Mein Prozedere bei der Ankunft dürfte inzwischen bekannt sein – oder? Ankommen, Blase leeren, Tank wieder mit Gerstensaft auffüllen, ein bisschen Plaudern und anschliessend (bevorzugt neben einem Pfosten) irgendwo in der Nähe der Bühne platzieren. Den fakultativen Erstbesuch des Merchandise-Standes habe ich jetzt einmal ausgeklammert. Erfahrungsgemäss werden die hart erarbeiteten Rappen trotzdem sicherlich noch im Verlaufe des Abends in die dortige «Band-Kässeli-Wirtschaft» hineingepumpt.
Ehe die erste Gruppe das Zepter übernimmt, kommen wir alle in den Genuss einer durch Metal Storm Concerts bereits im Vorfeld angekündigten Neuerung: Von nun an werden die Akteure jeweils mittels Moderation angesagt. So etwa im Stile von «Let’s get ready to ruuuuuuuuuuuumble!» bei Box-Kämpfen. Für diese Aufgabe hat man niemand Geringeres als Mary Dale von Ørefik auserkoren. Der in Zürich beheimatete, weibliche Lemmy hat für diesen Job meines Erachtens freilich das passende Stimmorgan und die benötigte Power. Ausserdem erfahren die Zuhörer dadurch noch ein paar interessante Fakten zu den Bands – tolle Sache.
Final Cut
«Violent Blues Thrash» – so bezeichnet das Quintett aus dem Kanton Aargau sein musikalisches Schaffen. Die Jungs verschwenden keine Zeit und handeln ab dem ersten Ton getreu nach dem Motto «volle Kraft voraus!». Zuletzt waren Final Cut auf unsere Homepage prominent vertreten. Metalinside-Kollege Luke hat unter anderem ein ausführliches Interview mit der kompletten Band geführt (zum Interview) und sich zudem um die Analyse des aktuellen Silberlings «Jackhammer» gekümmert (siehe Review). Die Hälfte der heute gespielten Tracks stammt von dieser Platte. Dieses Material macht effektiv Lust auf mehr und es ist anzunehmen, dass man künftig in Tat und Wahrheit wieder mit Final Cut rechnen muss.
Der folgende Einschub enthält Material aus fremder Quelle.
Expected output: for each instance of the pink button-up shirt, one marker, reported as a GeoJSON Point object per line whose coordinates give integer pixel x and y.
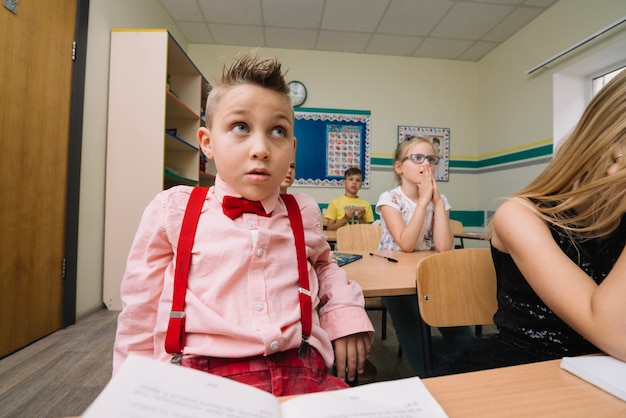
{"type": "Point", "coordinates": [242, 296]}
Bemerkenswert ist zweifelsohne die «Schnörre-Giige» von Lukas Bühler, die ab und an zum Einsatz kommt. Wer würde dieses Instrument im ersten Moment mit metallischen Melodien assoziieren? Wohl kaum jemand. Ungeachtet dessen ist die Mundharmonika in den Stücken der Thrasher alles andere als ein störendes Element. An der Bass-Position erhält der Fünfer übrigens Unterstützung von Heinz Gysin (Kissin’ Black).
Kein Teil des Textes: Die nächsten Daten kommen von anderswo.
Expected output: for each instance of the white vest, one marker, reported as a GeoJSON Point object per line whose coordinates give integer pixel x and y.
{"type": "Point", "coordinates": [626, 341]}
Nach diesen 40 Minuten ist die headbangende und feierwütige Meute vor der Bühne unwiderruflich aufgewärmt und bereit für die kommenden Akteure. Chapeau, Final Cut. Das war bockstark. Ich muss unbedingt im Handumdrehen ein Exemplar von «Jackhammer» käuflich erwerben. Merch-Personal aufgepasst, ich eile herbei!
Izegrim
Zugebenermassen war ich im Vorfeld enttäuscht, dass Crisix aus Barcelona ihr «Scheunen-Rendez-vous» bedauerlicherweise absagen mussten. Im Dresch-Sektor sind die heissblütigen Südländer momentan nämlich ein verdammt heisses Eisen. Allerdings ist eine Auftrittsmöglichkeit am «Japanese Assault Fest» ein vertretbarerer Absenz-Grund.
Erfreulicherweise konnte die Metal Storm-Crew in Form von Izegrim einen durchaus würdevollen Ersatz auftreiben. Angeführt wird die Truppe von der blonden Walküre Marloes. Dort wo ihre aggressiven Growls wüten, wächst mit grosser Wahrscheinlichkeit kein Gras mehr. Für mich ist sie eine weitaus jüngere und deutlich attraktivere Version des Memoriam-Frontmanns Karl Willetts. Trotz ihres hasserfüllten Gekeifes trägt die Niederländerin zwischendurch ein breites Grinsen im Gesicht – was ihr fraglos Sympathiepunkte verleiht.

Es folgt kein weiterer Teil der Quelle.